When Hart saw Dry Fly Distilling’s Facebook post announcing release of its “Spokanitizer” to the local community Monday, he drove to the distillery’s tasting room, at 1003 E. Trent Ave., in hopes of picking up some of the hand sanitizer.
“I wanted to make sure my shop was covered,” Hart said, as he picked up three, 8-ounce bottles of hand sanitizer for himself and employees. “It’s great they are giving back to the community.”
Hart was among those who stopped by Dry Fly Distilling on Monday to obtain bottles of the “Spokanitizer” from the distillery’s founder, Don Poffenroth. Employees and volunteers handed out the product free of charge to people lined up in cars in a parking lot adjacent to the distillery’s tasting room.

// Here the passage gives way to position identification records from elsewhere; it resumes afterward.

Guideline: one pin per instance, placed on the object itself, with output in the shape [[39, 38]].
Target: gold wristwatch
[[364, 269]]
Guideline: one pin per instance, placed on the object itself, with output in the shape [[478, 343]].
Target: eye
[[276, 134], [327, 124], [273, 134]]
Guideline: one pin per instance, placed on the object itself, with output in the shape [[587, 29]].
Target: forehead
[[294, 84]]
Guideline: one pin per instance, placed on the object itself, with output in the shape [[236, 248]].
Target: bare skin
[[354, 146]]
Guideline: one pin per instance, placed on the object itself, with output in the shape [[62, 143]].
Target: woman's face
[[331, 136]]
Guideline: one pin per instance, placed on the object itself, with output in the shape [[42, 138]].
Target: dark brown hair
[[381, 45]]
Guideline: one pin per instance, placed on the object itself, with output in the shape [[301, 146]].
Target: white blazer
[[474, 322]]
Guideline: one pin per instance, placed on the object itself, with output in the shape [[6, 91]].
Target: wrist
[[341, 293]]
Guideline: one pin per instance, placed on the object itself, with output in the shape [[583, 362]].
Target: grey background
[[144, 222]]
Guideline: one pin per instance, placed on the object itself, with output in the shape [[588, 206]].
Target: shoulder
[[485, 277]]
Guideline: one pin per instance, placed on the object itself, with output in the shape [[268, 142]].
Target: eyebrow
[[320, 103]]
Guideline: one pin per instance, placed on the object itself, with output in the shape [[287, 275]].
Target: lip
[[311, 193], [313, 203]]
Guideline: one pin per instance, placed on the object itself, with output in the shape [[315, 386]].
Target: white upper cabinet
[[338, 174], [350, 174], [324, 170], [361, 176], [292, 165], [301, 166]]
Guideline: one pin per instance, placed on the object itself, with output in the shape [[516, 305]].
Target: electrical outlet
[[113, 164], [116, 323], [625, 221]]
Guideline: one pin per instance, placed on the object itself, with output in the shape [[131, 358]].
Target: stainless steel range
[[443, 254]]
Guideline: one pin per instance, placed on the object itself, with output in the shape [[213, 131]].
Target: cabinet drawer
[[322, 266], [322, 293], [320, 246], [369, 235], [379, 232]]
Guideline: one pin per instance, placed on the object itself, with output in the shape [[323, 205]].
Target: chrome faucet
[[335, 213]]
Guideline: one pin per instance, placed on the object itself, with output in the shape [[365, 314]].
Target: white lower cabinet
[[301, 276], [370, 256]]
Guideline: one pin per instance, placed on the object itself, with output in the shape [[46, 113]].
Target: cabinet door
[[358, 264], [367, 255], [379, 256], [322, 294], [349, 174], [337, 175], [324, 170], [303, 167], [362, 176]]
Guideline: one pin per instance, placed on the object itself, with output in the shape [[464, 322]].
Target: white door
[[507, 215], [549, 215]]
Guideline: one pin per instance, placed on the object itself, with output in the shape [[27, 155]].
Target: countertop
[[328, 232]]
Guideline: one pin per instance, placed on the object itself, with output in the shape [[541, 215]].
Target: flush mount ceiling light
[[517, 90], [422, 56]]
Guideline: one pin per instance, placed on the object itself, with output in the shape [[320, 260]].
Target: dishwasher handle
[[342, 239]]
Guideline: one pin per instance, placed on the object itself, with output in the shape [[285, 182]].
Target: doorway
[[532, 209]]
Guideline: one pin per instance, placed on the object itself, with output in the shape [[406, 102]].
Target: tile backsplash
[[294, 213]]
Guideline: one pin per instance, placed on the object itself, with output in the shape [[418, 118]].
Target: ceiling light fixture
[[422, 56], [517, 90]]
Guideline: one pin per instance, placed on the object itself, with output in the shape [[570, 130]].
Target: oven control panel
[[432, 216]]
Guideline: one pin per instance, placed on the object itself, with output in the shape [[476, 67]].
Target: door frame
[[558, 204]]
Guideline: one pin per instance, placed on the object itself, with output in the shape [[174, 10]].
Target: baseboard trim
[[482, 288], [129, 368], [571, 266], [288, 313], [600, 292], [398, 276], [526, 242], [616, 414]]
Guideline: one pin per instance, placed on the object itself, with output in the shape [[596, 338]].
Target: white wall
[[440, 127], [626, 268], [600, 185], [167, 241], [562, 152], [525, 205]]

Dry Fly Distilling also had stations available for people to fill their own bottles.
“It’s fantastic they are doing this,” said Patty Duncan, who stopped by Dry Fly Distilling to pick up a bottle.
Dry Fly Distilling received approval last week from the Alcohol and Tobacco Tax and Trade Bureau and the Food and Drug Administration to create an ethanol-based hand sanitizer, which also contains glycerin, hydrogen peroxide and essential oils.
Dry Fly Distilling’s phone has been ringing off the hook with people looking for the hand sanitizer since the company announced it would be creating the product. It has also fielded about 500 to 600 emails from people requesting pickup of the product, said Terry Nichols, Dry Fly Distilling’s vice president of sales and marketing.
Dry Fly Distilling – which has produced around 6,000 to 7,000 bottles of the hand sanitizer –distributed its first batch to health care providers, retirement and nursing homes, city workers and first responders, Nichols said.
Dry Fly Distilling’s beverage distributor, Odom Corp., restaurateurs and other industry partners assisted in bottling.
Several local businesses, such as Maid Naturally and Shadow Works, donated supplies to make the hand sanitizer. Oaksdale-based Wisota Farms provided grain used to create the product.
Community members also donated glycerin and bottles for the hand sanitizer, and that was helpful because of sparse supply chains, Nichols said.
Dry Fly Distilling is intending to keep creating and distributing the “Spokanitizer,” Nichols said.
“The Spokane community has been great,” he said. “We just want to help out.”